Now this is the UK and the climate, I'm led to believe, is moderate so the chickens where I am do come out every day into a run from dawn to dusk and later onto an acre of field for a couple of hours.
If one lives in more extreme climates and one may feel the need to confine chickens to a coop, then I haven't see anything on the market that I consider gives adequate space for maybe months of confinement and the reality is one shouldn't even be looking at these prefab coops in such circumstances.
I think the majority of the prefab coops get bought by urban chicken keepers with perhaps three or four hens which are part pets, part egg supply and most have runs
The manufactures are not lying. They say a particular coop will hold so many hens and all those I've seen do exactly that. The manufactures do not say you can keep that many hens permenantly confined in such a space. That responsibility lies with the keeper.
Any legislation, say four square feet per bird in the coop and ten square feet in the run is still woefully inadequate in run size but okay for birds that get out every day.

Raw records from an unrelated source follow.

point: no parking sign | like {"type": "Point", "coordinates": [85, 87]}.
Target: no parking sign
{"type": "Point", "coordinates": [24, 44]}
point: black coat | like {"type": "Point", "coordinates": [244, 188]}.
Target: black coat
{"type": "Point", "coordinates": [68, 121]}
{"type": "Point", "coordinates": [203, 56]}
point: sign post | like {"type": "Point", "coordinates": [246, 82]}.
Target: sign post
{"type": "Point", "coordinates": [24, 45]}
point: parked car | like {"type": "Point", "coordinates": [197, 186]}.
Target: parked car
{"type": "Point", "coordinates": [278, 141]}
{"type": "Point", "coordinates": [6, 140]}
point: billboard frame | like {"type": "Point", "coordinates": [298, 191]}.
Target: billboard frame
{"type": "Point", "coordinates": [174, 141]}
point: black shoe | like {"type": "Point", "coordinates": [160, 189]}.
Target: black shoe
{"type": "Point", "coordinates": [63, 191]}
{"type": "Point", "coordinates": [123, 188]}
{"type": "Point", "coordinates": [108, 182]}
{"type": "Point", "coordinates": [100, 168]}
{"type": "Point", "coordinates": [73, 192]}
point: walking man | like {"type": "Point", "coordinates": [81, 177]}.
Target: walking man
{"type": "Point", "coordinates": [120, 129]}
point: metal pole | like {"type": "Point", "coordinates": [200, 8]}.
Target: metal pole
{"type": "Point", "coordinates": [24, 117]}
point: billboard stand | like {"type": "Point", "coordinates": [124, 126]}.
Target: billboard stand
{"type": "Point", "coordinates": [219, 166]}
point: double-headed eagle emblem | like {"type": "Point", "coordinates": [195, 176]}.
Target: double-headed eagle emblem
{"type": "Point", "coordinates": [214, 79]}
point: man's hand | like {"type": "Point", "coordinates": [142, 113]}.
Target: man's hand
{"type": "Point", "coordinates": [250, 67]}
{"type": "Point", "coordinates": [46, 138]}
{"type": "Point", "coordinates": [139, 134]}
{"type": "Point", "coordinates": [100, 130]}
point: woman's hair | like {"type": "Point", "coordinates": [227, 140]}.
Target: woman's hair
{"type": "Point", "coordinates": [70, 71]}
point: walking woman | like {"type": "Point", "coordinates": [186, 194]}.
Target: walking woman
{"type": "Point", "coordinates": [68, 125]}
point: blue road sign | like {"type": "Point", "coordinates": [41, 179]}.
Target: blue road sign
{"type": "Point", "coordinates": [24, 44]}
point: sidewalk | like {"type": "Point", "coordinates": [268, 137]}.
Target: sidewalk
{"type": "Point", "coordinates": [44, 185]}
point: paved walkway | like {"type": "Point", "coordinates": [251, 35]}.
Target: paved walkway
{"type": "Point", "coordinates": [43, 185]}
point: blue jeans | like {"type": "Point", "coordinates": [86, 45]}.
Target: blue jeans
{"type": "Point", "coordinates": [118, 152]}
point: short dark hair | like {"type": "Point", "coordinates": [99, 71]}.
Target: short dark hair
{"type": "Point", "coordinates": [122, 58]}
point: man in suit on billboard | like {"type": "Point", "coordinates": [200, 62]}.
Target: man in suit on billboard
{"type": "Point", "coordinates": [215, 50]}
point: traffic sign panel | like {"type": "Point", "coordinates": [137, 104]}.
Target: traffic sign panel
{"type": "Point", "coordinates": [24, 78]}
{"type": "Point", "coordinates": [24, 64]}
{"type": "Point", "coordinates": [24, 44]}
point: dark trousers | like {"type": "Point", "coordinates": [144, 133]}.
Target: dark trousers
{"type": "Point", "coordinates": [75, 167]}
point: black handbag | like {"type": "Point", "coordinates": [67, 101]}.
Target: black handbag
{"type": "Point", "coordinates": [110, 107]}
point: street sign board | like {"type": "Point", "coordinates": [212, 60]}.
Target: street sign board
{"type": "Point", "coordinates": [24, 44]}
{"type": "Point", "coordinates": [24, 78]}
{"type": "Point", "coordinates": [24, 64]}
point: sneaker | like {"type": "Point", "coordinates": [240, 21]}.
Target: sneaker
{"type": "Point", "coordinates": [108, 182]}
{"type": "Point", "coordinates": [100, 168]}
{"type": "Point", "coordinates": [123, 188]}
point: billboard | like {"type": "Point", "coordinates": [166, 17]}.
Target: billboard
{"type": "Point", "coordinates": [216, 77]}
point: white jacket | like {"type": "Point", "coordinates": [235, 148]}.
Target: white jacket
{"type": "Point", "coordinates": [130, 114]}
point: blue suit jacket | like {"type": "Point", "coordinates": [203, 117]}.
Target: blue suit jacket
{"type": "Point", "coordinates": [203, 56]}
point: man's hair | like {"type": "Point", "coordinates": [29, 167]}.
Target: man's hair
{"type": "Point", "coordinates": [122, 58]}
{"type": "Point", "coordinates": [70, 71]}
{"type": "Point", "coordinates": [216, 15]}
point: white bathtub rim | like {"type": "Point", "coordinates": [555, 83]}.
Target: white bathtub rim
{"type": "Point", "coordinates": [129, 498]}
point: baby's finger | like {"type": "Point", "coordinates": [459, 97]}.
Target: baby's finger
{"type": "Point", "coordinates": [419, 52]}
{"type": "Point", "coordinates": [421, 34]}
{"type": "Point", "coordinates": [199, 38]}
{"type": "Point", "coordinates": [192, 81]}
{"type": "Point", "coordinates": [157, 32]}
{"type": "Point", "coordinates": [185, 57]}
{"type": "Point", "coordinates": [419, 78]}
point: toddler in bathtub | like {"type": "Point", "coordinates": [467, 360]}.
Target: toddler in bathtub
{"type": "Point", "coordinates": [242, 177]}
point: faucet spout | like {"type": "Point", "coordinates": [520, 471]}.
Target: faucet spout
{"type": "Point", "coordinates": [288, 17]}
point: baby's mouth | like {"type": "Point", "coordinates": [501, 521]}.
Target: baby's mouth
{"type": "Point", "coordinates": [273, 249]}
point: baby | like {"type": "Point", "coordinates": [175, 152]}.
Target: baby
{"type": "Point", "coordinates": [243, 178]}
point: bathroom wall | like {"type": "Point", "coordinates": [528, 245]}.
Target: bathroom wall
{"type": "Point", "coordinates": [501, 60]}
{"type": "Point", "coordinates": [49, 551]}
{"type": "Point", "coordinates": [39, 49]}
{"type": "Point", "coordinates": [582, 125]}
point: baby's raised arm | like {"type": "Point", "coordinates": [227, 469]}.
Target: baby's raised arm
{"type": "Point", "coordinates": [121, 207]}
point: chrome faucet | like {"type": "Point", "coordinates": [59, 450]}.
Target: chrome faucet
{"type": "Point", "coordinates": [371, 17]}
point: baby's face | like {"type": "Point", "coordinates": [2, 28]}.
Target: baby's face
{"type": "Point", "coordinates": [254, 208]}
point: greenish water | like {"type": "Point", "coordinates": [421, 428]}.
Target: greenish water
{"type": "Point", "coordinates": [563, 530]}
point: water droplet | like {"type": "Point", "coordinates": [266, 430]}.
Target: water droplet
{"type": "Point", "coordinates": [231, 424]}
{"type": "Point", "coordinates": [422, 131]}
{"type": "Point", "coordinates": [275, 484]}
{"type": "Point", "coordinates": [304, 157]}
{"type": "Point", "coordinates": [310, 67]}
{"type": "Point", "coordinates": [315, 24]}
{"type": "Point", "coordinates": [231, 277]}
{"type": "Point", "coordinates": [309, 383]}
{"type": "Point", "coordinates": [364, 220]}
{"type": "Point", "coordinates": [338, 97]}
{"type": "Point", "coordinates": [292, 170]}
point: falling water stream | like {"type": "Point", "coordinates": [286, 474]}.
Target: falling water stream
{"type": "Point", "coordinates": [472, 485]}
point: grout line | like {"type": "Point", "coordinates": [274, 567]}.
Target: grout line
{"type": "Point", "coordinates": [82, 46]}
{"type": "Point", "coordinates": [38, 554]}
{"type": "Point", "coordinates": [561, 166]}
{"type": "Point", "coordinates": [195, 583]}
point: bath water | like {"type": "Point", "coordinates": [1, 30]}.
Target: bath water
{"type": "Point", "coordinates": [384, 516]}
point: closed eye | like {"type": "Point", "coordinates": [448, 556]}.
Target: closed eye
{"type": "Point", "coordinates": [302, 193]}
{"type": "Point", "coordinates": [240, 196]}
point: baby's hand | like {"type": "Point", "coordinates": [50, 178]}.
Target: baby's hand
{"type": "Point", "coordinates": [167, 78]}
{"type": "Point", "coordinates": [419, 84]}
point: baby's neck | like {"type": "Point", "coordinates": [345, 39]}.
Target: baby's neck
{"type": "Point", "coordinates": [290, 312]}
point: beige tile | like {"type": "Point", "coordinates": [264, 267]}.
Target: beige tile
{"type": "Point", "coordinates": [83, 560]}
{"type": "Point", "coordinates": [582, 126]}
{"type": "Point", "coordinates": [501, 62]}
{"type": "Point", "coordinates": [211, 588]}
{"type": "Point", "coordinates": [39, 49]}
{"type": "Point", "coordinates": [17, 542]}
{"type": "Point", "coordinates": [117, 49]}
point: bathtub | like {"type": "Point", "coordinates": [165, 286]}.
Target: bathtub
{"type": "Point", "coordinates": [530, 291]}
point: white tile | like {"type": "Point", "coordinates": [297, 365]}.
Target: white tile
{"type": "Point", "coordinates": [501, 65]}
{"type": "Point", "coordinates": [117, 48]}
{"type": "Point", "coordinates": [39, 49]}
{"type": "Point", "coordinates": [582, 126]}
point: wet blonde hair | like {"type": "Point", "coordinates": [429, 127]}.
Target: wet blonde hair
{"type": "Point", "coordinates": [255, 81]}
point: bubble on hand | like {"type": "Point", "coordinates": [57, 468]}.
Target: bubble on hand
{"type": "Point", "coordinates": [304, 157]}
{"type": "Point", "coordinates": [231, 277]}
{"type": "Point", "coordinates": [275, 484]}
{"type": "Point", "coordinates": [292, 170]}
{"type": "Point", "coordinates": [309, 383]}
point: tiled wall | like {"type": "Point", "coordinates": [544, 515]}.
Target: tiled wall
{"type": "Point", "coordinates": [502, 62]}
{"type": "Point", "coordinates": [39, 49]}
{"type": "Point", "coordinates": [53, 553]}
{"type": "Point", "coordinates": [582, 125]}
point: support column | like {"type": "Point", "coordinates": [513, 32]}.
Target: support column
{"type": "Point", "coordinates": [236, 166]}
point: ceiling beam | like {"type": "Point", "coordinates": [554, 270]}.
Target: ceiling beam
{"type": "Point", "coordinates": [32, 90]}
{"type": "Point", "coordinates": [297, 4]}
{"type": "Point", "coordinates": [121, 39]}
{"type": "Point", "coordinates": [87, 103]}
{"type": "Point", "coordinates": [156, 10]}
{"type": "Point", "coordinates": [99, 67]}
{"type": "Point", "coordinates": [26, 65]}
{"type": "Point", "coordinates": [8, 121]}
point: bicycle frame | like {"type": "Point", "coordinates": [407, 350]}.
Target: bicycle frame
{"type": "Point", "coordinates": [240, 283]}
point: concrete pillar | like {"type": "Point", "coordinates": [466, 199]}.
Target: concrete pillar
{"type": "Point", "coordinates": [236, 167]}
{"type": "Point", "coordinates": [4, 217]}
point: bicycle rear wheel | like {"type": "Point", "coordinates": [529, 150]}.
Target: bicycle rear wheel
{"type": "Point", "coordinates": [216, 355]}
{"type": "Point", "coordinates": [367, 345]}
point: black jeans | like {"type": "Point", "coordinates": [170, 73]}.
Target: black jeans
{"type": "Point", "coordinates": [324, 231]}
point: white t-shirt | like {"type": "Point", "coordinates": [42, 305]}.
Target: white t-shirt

Push that out to ten square feet per bird in the coop and an awful lot of people are not going to want to keep backyard chickens because they won't have a backyard left.
I'm not saying this is a good or bad thing, but it is a thing and if some governmet agency made a law (for the chickens welfare of course

) that one had to have ten square feet per bird in the coop and say three hundered square feet in the run, then that's pretty much goodby to urban chicken keeping.